Physicochemical characterization of B-hydroxyphenyl phosphine borane derivatives and their evaluation as nuclear estrogen receptor ligands

Yu Miyajima; Tomomi Noguchi-Yachide; Kotaro Ochiai; Shinya Fujii

doi:10.1039/d3md00350g

Physicochemical characterization of B-hydroxyphenyl phosphine borane derivatives and their evaluation as nuclear estrogen receptor ligands

RSC Med Chem. 2023 Oct 2;15(1):119-126. doi: 10.1039/d3md00350g. eCollection 2024 Jan 25.

Authors

Yu Miyajima¹, Tomomi Noguchi-Yachide², Kotaro Ochiai¹, Shinya Fujii¹

Affiliations

¹ Institute of Biomaterials and Bioengineering, Tokyo Medical and Dental University 2-3-10 Kanda-Surugadai Chiyoda-ku Tokyo 101-0062 Japan fujiis.chem@tmd.ac.jp.
² Institute for Quantitative Biosciences, The University of Tokyo 1-1-1 Yayoi Bunkyo-ku Tokyo 113-0032 Japan.

PMID: 38283218
PMCID: PMC10809333 (available on 2024-10-02)
DOI: 10.1039/d3md00350g

Abstract

Increasing the structural options in medicinal chemistry is a promising approach to develop new drug candidates.
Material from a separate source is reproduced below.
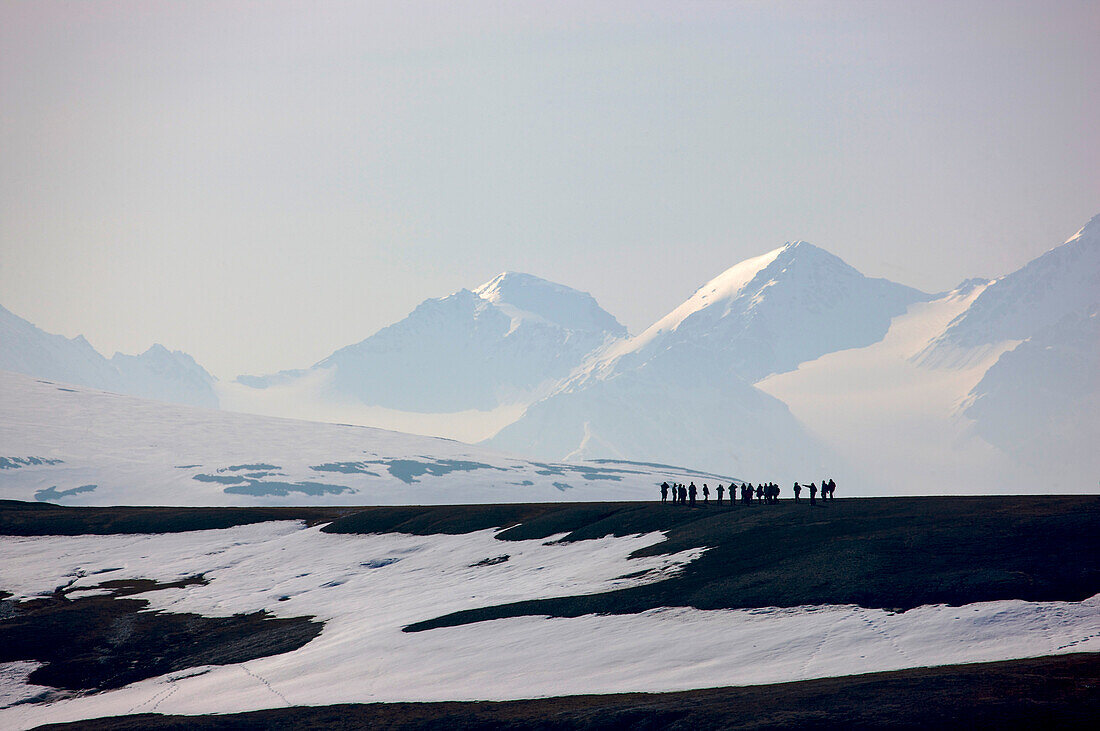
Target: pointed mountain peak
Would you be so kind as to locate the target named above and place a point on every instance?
(1089, 231)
In this research, we designed and synthesized a series of B-hydroxyphenyl phosphine borane derivatives and investigated their structure-property and structure-activity relationships. The synthesized B-phenylphosphine borane derivatives exhibited sufficient stability in aqueous media, weaker hydrophobicity than the corresponding alkanes and silanes, and sufficient affinity for lipid membranes to enable permeability. Several B-hydroxyphenyl phosphine borane derivatives exhibited significant estrogen receptor (ER) agonistic activity with superior ligand-lipophilicity efficiency (LLE). The phosphine borane framework appears to be a promising option for structural development in drug discovery studies.